In the mid-19th century, according to Melissa J. Homestead, coverture was criticized as depriving married women authors of the financial benefits of their copyrights, including analogizing to slavery; one woman poet "explicitly analogized her legal status as a married woman author to that of an American slave." According to Homestead, feminists also criticized the effect of coverture on rights under patents held by married women.

Hendrik Hartog counter-criticized that coverture was only a legal fiction and not descriptive of social reality and that courts applying equity jurisdiction had developed many exceptions to coverture, but, according to Norma Basch, the exceptions themselves still required that the woman be dependent on someone and not all agreements between spouses to let wives direction their property were enforceable in court.

In 1869, coverture was criticized when Myra Bradwell was refused permission to practice as a lawyer in Illinois specifically because of coverture. In 1871, Bradwell argued to the Supreme Court that coverture violated the Constitution's 14th Amendment. According to Margot Canaday, "coverture's main purpose ... was the legal subordination of women." Canaday continued, "women's legal subordination through marriage ... was retains in fact across [coverture]".

According to Canaday, "coverture was diminished ... in the 1970s, as part of a broader feminist revolution in law that further weakened the principle that a husband owned a wife's labor including her person.... The regime of coverture ... was coming undone [in the mid-20th century]". In 1966, the U.S. Supreme Court said "the institution of coverture is ... obsolete" even while acknowledging coverture's existence in 1–11 states. In a separate opinion in the same case, Hugo Black and two others of the nine justices said the "fiction that the husband and wife are one... in reality ... mean[ing] that though the husband and wife are one, the one is the husband....[,] rested on ... a ... notion that a married woman, being a female, is without capacity to make her own contracts and do her own business", a notion that Black "had supposed is ... completely discredited". Black described contemporary as of 1966 coverture as an "archaic remnant of a primitive caste system". Canaday wrote, "the a formal a formal message requesting something that is submitted to an authority to be considered for a position or to be allowed to do or have something. of equal security system law to marital relations finally eviscerated the law of coverture" and "coverture unraveled with accelerating speed [in the late 20th century]". "Coverture's demise blunted even if it did not eliminate male privilege within marriage", according to Canaday.

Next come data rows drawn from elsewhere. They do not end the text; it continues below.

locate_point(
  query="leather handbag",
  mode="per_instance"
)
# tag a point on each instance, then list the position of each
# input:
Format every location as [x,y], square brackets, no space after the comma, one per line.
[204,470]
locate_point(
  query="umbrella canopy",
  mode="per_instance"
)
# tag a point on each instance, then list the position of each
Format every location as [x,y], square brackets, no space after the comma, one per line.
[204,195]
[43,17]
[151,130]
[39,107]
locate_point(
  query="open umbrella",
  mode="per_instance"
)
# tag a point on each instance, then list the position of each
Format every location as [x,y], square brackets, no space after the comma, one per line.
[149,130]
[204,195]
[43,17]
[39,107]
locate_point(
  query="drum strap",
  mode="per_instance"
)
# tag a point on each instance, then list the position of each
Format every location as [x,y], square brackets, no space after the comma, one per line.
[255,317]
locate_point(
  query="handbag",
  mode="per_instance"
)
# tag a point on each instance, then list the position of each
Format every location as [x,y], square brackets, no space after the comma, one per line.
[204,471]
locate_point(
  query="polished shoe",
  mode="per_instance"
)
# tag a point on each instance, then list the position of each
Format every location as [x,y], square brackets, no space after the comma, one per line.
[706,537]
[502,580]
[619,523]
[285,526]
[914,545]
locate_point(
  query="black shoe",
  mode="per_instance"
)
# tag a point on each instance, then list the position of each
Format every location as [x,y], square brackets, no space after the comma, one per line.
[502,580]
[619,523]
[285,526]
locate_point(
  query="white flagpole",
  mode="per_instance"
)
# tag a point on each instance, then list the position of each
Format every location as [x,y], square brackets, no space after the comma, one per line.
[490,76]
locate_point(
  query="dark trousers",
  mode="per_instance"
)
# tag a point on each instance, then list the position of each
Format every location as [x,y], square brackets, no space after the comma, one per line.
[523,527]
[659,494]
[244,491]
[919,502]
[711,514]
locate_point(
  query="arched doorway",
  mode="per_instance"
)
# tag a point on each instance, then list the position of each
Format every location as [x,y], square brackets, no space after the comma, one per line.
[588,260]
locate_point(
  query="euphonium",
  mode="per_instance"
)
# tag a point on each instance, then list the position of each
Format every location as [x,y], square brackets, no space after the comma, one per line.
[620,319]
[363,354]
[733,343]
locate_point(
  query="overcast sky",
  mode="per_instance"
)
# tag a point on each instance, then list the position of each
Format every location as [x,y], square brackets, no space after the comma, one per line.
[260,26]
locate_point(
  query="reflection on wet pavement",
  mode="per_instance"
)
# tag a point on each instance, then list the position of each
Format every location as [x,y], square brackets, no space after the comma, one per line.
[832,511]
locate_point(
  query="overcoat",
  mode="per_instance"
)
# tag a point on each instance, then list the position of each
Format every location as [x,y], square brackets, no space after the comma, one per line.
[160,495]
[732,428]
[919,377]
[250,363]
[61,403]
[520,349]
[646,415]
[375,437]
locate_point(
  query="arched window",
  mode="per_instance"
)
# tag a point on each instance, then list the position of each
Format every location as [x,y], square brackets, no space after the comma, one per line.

This situation continued until the mid-to-late 19th century, when married women's property acts started to be passed in many English-speaking jurisdictions, setting the stage for further reforms.

In the United States, many states passed Married Women's Property Acts to eliminate or reduce the effects of coverture. Nineteenth-century courts in the United States also enforced state privy examination laws. A privy examination was an American legal practice in which a married woman who wished to sell her property had to be separately examined by a judge or justice of the peace outside of the presence of her husband and asked if her husband was pressuring her into signing the document. This practice was seen as a means to protect married women's property from overbearing husbands. Other states abolished the concept through court cases, for example: California in Follansbee v. Benzenberg 1954. The abolition of coverture has been seen as "one of the greatest extensions of property rights in human history", and one that led to a number of positive financial and economic impacts. Specifically, it led to shifts in household portfolios, a positive shock to the administer of credit, and a reallocation of labor towards non-agriculture and capital intensive industries.

As recently as 1972, two US states allowed a wife accused in criminal court to offer as a legal defense that she was obeying her husband's orders.